Filed under: My opinion/ Editorial
I have been very much saddened ever since I heard about the outright massacre taking place in Gaza. I am not often one to check in on the the news during the weekend, as I prefer to decompress, reconnect with family and watch a movie or two. Yesterday was the second day of the Boxing “week” sales, and I had gone shopping despite my knowledge that all the true deals will have disappeared and that I will scarcely be able to breathe with all the masses partaking in the same commercial orgy that I am. I did not expect to come back in the afternoon and see the online world abuzz with the disaster in that smallest of Palestinian territories. I say disaster, because it has gotten so that Israel is so unaccountable for their crimes and unrepentant, that they might as well be a lifeless natural disaster, like a tornado that is uncompromising and unflinching in face of human turmoil.
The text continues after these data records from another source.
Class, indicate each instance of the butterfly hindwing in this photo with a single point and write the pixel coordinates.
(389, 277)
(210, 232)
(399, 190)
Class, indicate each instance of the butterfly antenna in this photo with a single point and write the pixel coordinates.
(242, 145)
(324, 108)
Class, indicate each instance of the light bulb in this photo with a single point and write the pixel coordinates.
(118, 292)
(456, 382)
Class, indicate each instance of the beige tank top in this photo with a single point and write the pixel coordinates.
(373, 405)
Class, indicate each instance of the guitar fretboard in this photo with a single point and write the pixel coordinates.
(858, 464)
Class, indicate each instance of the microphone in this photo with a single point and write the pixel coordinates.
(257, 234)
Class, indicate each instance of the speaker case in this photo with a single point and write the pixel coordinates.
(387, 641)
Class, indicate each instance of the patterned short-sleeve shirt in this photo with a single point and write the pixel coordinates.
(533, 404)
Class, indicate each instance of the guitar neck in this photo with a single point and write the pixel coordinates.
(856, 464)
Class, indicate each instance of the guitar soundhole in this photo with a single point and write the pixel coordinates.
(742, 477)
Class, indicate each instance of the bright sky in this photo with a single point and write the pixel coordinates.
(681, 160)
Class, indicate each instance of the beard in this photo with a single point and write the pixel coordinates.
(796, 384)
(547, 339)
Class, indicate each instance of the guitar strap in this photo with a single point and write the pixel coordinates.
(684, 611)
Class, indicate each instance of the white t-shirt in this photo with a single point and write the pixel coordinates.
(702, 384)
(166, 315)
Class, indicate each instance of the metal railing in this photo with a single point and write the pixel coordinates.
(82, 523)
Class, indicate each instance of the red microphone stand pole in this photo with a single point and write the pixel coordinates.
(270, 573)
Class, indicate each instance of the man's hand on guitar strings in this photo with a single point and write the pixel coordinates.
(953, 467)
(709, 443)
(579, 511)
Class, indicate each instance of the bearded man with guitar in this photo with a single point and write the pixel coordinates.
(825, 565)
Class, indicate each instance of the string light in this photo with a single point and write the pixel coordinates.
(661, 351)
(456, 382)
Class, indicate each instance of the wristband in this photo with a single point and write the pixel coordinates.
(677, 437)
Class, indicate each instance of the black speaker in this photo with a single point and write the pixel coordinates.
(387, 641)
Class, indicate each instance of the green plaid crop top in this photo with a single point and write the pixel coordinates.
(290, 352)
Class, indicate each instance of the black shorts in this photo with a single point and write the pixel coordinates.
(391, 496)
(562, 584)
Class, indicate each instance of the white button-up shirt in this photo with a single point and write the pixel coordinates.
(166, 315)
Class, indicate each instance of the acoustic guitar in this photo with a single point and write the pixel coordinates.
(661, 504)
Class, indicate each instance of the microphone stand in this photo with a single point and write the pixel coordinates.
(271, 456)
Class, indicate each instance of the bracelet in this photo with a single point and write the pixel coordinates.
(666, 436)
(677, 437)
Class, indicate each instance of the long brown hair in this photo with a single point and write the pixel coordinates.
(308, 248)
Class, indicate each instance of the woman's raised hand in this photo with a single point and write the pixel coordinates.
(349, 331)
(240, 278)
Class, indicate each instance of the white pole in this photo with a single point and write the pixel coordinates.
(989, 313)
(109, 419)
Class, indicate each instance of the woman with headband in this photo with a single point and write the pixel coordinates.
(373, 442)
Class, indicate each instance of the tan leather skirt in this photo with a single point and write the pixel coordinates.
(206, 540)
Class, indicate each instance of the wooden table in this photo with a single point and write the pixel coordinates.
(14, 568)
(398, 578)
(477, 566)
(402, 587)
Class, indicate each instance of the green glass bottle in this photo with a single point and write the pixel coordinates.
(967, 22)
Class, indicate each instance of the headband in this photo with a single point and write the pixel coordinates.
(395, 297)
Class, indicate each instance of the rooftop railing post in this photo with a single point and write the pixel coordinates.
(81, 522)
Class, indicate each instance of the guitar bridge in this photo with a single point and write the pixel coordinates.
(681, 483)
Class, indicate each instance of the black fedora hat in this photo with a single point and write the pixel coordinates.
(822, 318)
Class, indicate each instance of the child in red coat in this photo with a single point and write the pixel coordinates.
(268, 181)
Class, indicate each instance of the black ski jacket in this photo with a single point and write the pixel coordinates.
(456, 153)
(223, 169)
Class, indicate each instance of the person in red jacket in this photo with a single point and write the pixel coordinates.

I have to say that I will not offer any links to the ongoing killings, save to say that I am continually checking cnn.com and english.aljazeera.net, and watching the various news channels. I am not going to present any balanced and researched discourse of the situation in Gaza, and the socio-political ramification on both sides. My intention with this really short post was just to register my feelings, useless and inconsequential though they might be.
As many know, I worked for a short time in a hospital in Jerusalem. I have seen first-hand the casualties that are inflicted on our most innocent by the Israeli’s attacks on Gaza. This was before the seige placed on them consequent to Hamas taking it over- after having justly won the election, no less, but I digress. There was once a young and incredibly brave boy, no more than 10 years of age, who was transferred to our adult ICU because he was too old for the over-crowded PICU, and his injuries, resultant from a missle attack close to his home that killed his friend and stripped his skin along his entire left side, meant that he would not be served by the regular pediatric unit. So, he was registered under an older sibling’s name and age, and moved to our ICU because we had the room and the proper monitoring and increased care schedule to care for him. This was at the beginning of my work in 2005 in this unit, and I was unprepared for the reality of the situation in Gaza there. I learned that, even then, there was a very strict checkpoint in place there that only allowed certain crossing papers and passports to enter the rest of Israel, and only after enduring long wait times and many questions. A serious medical case like this for which their hospitals are unprepared (and lets be honest, their supplies are generally pathetic) had to go through many different channels, and only when they proved that there is a true need and that the child and his incredibly benign old father posed no threat were they allowed entry.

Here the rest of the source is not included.